Disclosure of Directors and Officers
As discussed above, Nevada requires the comprehensive disclosure of the identities of officers and directors. This disclosure is required in three places. First, initial corporate directors or LLC members must be disclosed in a corporation's articles of incorporation or an LLC's articles of organization. Second, both LLCs and corporations must disclose their management teams soon after organization in a form called the Initial List of Officers (corporations) or the Initial List of Managers or Members (LLCs). Third, both LLCs and corporations must annually disclose their management teams in a form called the Annual List of Officers (corporations) or the Annual List of Managers or Members (LLCs). The information from the initial list and annual list are then posted on the secretary of state's website.
Here's a warning: If you operate a member-managed LLC, you must disclose the owners of the LLC, because the owners are the managers. Because of this, member-managed LLCs must endure complete transparency in Nevada.
As noted above, Nevada's approach to privacy has two faces: Shareholders enjoy privacy, but officers do not. If you prefer not to have your management be so visible to the public, Delaware offers much greater privacy for management.
The Nevada Stigma
Unfortunately, Nevada corporations carry a faint stigma. Many corporation service companies openly tout Nevada as the best state to incorporate in order to achieve certain illicit goals. Furthermore, Nevada's reputation for vice in other areas may add to its "corporate stigma." True, Nevada corporations are often used by unscrupulous business persons to accomplish illegitimate goals, such as hiding assets.

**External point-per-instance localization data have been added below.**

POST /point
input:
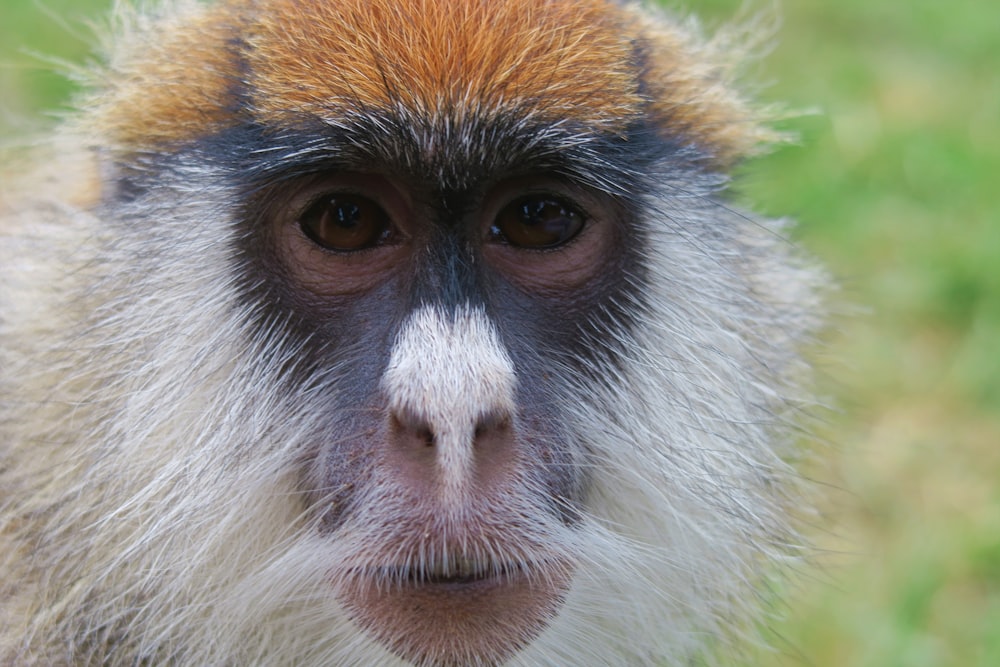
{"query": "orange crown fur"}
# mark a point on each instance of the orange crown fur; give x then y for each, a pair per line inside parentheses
(591, 61)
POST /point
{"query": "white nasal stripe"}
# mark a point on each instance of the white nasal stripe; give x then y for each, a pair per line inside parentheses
(450, 371)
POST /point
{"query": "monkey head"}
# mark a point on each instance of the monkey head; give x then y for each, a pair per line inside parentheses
(371, 332)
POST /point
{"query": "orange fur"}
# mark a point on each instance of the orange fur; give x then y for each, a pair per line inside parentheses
(553, 61)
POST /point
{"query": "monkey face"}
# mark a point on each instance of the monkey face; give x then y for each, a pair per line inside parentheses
(394, 331)
(433, 309)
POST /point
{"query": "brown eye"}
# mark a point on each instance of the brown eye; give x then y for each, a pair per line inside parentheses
(346, 222)
(537, 222)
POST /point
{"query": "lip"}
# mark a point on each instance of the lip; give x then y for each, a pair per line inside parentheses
(457, 575)
(452, 613)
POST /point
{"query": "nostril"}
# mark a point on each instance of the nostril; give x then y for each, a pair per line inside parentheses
(426, 436)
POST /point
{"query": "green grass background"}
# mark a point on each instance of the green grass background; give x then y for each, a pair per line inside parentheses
(894, 181)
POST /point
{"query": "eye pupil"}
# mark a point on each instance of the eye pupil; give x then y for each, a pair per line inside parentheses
(537, 222)
(346, 223)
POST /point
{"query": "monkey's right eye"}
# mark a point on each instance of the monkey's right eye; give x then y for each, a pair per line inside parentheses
(346, 222)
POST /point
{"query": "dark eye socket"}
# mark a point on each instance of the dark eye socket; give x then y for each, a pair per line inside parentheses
(346, 222)
(537, 222)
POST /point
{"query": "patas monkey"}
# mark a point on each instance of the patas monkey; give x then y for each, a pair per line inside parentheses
(375, 332)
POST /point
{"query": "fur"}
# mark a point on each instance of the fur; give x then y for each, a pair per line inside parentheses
(152, 430)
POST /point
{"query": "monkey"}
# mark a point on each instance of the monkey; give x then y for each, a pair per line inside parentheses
(397, 332)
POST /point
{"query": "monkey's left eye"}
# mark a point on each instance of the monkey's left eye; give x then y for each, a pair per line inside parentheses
(346, 222)
(537, 222)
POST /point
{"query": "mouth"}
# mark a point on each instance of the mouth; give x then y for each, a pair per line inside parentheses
(455, 572)
(456, 610)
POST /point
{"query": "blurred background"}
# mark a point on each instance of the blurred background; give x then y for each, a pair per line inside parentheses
(894, 179)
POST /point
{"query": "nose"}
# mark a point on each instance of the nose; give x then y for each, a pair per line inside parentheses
(450, 389)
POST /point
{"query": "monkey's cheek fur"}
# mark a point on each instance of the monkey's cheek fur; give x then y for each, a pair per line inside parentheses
(484, 617)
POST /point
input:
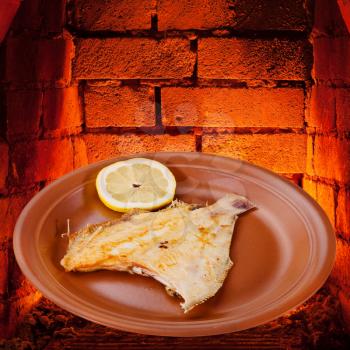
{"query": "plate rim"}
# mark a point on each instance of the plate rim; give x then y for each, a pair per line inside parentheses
(170, 328)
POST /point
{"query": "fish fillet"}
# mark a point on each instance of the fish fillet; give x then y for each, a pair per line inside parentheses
(185, 249)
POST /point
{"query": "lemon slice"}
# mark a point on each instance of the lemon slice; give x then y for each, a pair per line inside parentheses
(135, 183)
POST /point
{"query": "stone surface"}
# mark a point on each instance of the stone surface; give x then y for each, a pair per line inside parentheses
(283, 153)
(121, 15)
(241, 15)
(225, 107)
(119, 106)
(4, 161)
(104, 146)
(226, 58)
(133, 58)
(61, 109)
(24, 109)
(41, 160)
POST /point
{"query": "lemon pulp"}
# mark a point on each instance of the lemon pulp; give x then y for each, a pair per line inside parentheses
(135, 183)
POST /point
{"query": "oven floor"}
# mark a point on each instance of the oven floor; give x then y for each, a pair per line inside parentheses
(315, 325)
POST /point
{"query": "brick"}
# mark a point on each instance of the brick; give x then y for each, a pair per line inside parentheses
(328, 20)
(343, 211)
(330, 55)
(344, 299)
(282, 153)
(341, 270)
(41, 60)
(104, 146)
(24, 110)
(342, 103)
(223, 58)
(61, 108)
(322, 113)
(133, 58)
(225, 107)
(113, 106)
(42, 160)
(40, 16)
(324, 194)
(243, 15)
(294, 178)
(4, 269)
(17, 308)
(329, 159)
(10, 208)
(4, 161)
(80, 154)
(345, 11)
(114, 15)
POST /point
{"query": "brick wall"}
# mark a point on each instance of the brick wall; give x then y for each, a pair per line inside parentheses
(328, 173)
(85, 80)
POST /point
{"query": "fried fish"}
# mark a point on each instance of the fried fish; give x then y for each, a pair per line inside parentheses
(183, 247)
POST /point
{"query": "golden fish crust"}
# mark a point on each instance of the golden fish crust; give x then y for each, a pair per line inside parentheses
(185, 249)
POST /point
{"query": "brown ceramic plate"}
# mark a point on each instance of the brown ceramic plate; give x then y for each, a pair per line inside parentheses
(283, 250)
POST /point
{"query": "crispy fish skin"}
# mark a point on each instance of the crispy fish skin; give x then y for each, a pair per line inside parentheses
(186, 250)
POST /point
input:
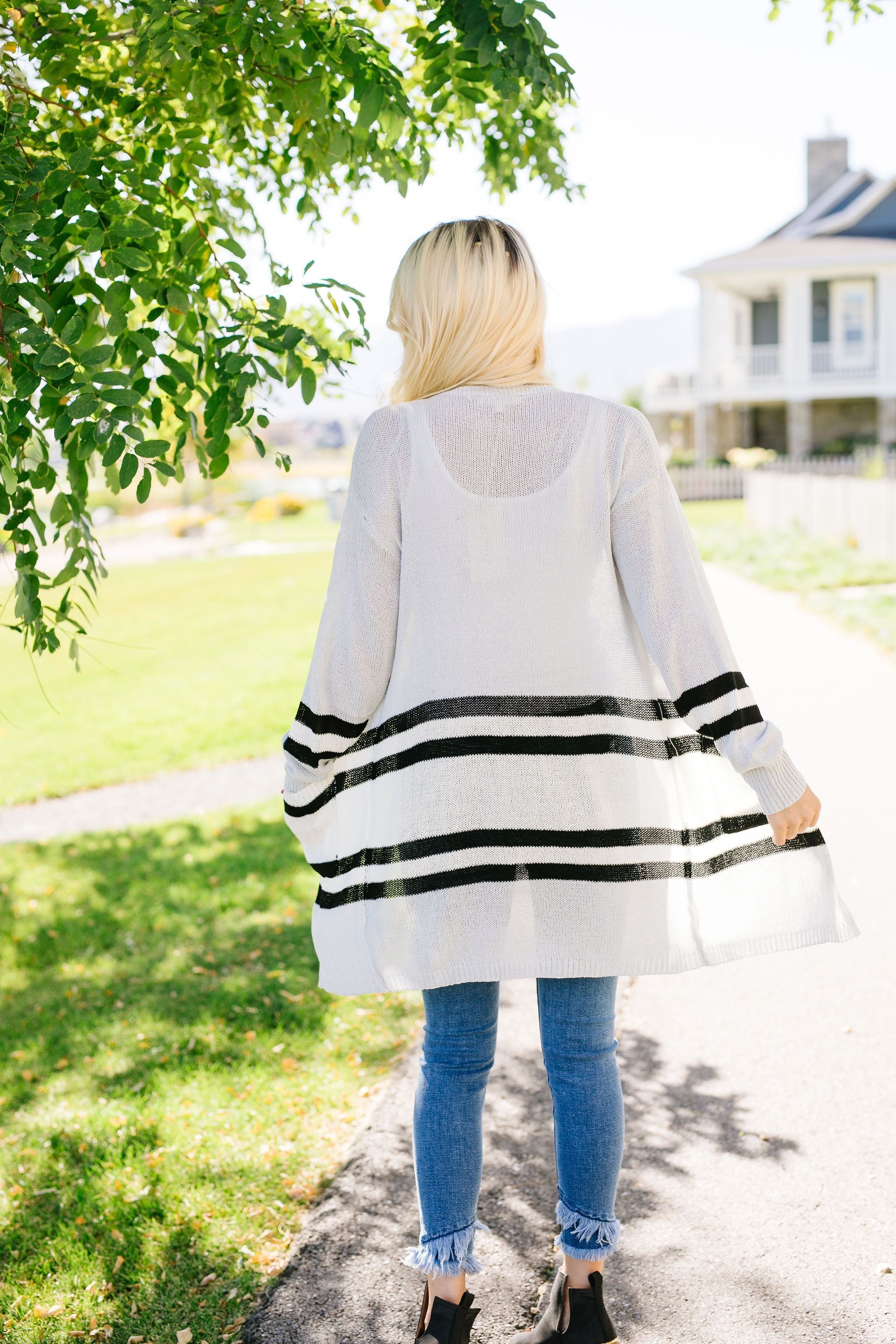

On the other hand, in the day-to-day operation of your business, most persons you deal with will not necessarily know your state of incorporation. Your business correspondence will carry the name of your corporation, but you need not disclose your state of organization.
High Formation Expenses-and Balance
The initial incorporation expenses in Nevada (about $280 for a bare-bones incorporation) far exceed Colorado's $50 incorporation filing fee or Florida's $70 filing fee. Of course, Nevada charges far less than California's $900-plus organizational filing fee. Nevada has recently nudged its fees upwards, and based upon that, one can reasonably expect that it will continue to do so. Not only are the initial filing fees expensive, but the annual report filing fees are expensive ($125 minimum), as well as the fees for filing amendments to articles ($175 minimum), and articles of merger ($350).
On the other hand, Nevada's taxation is favorable. So there are two lessons here. First, Nevada has likely had to raise its fees to keep the slim tax revenues up. Second, as a businessperson, you'll simply need to balance the incorporation and periodic expenses against the more forgiving tax environment.